Hacker News new | ask | show | jobs
by catgary 76 days ago
And even then - I still read the code it generates, and if I see a better way of doing something I just step in, write a partial solution, and then sketch out how the complete solution should work.
1 comments

Unless the solution is going to be more secure, faster, more stable etc, why does it matter?

Will the end user care? “Does it make the beer taste better”?

in a word, maintainability

> maintainability is inversely proportional to the amount of time it takes a developer to make a change and the risk that change will break something

https://softwareengineering.stackexchange.com/a/134863

i could be wrong, but i'm pretty sure that end-users get upset when a change takes a long time or it ends up breaking something for them.

just because people are finding that agents or whatever are speeding changes up now doesn't necessarily mean they won't encounter a slow-down later when the codebase becomes an un-maintainable mess. technical debt is always a thing, even with machines doing the work (the agent/machine still has to parse a codebase to make changes).

What makes you think that AI couldn’t make the same changes without breaking it whether you modify the code or not? And you do have automated unit tests don’t you?

Right now I have a 5000 line monolithic vibe coded internal website that is at most going to be used by 3 people. It mixes Python, inline CSS and Javasript with the API. I haven’t looked at a line of code. My IAM permissions for the Lambda runtime has limited permissions (meaning the code can’t do anything that the permissions won’t allow it to). I used AWS Cognito for authorization and validated the security of the endpoints and I validated the permissions of the database user.

Neither Claude nor Codex have any issues adding pages, features and API endpoints without breaking changes.

By definition, coding agents are the worse they will be right now.

i have a rule of thumb based on past experience. circa 10k per developer involved, reducing as the codebase size increases.

> 5000 line

so that's currently half a developer according to my rule of thumb.

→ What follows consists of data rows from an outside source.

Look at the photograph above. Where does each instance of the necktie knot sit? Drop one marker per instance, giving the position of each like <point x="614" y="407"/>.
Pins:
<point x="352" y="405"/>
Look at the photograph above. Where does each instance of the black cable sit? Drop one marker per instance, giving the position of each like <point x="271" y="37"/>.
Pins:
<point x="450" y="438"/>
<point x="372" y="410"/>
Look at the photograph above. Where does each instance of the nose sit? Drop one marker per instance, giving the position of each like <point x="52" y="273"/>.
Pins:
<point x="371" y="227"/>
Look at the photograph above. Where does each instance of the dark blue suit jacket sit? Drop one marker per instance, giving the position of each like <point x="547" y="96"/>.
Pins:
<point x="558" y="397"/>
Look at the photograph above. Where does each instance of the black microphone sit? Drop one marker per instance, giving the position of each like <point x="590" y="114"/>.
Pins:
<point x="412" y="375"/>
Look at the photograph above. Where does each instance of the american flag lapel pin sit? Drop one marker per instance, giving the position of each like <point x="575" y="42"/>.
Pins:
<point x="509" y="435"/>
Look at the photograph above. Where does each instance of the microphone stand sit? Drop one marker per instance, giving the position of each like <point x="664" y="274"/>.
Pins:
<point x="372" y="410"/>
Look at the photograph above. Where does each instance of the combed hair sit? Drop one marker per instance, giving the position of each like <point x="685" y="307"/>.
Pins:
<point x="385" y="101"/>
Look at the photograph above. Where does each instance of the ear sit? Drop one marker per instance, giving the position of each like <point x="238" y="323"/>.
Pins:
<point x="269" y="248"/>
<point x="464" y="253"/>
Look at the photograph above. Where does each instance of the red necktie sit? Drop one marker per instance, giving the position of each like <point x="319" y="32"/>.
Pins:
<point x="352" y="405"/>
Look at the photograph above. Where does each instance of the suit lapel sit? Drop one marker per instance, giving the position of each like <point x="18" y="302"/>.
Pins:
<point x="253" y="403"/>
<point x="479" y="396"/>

what happens when that gets to 20,000 lines...? that's over the line in my experience for a human who was the person who wrote it. it takes longer to make changes. change that are made increasingly go out in a more and more broken state. etc. etc. more and more tests have to be written for each change to try and stop it going out in a broken state. more work needs to be done for a feature with equal complexity compared to when we started, because now the rest of the codebase is what adds complexity to us making changes. etc. etc. and that gets worse the more we add.

these agent things have a tendency and propensity to add more code, rather than adding the most maintainable code. it's why people have to review and edit the majority of generated code features beyond CRUD webapp functionality (or similar boilerplate). so, given time and more features, 5k --> 10k --> 20k --> ... too much for a single human being if the agent tools are no longer available.

so let's take it to a bit of a hyperbolic conclusion ... what about agents and a 5,000,000 line codebase...? do you think these agents will take the same amount of time to make a change in a codebase of that size versus 5,000 lines? how much more expensive do you think it could get to run the agents at that size? how about increases in error rate when making changes? how many extra tests need to be added for each feature to ensure zero breakage?

do you see my point?

(fyi: the 5 million LoC is a thought experiment to get you to critically think about the problem technical debt related to agents as codebase size increases, i'm not saying your website's code will get that big)

(also, sorry i basically wrote most of this over the 20 minutes or so since i first posted... my adhd is killing me today)

20K lines of code is well within the context window of any modern LLM. But just like no person tries to understand everything and keep the entire context in their brain, neither do modern LLMs.

Also documentation in the form of MD files becomes important to explain the why and the methodology.

Generally speaking, I try to ensure that the LLM is using core abstractions throughout the codebase in a consistent manner. This makes it easier for me to review any changes it makes.
Sort of a devils advocate question. If you write and review your tests and the functional and non functional requirements and the human tests for usability pass, why does the code matter?

Non functional requirements: performance, security, reliability, logging etc?

Because the code is the actual thing, tests can only show that the code fails in certain cases, they don’t actually prove the code is correct.
If you are writing the correct tests that mirror the requirements, why wouldn’t passing tests mean the code is correct?
Because it doesn’t? Thats why the field of formal methods exists.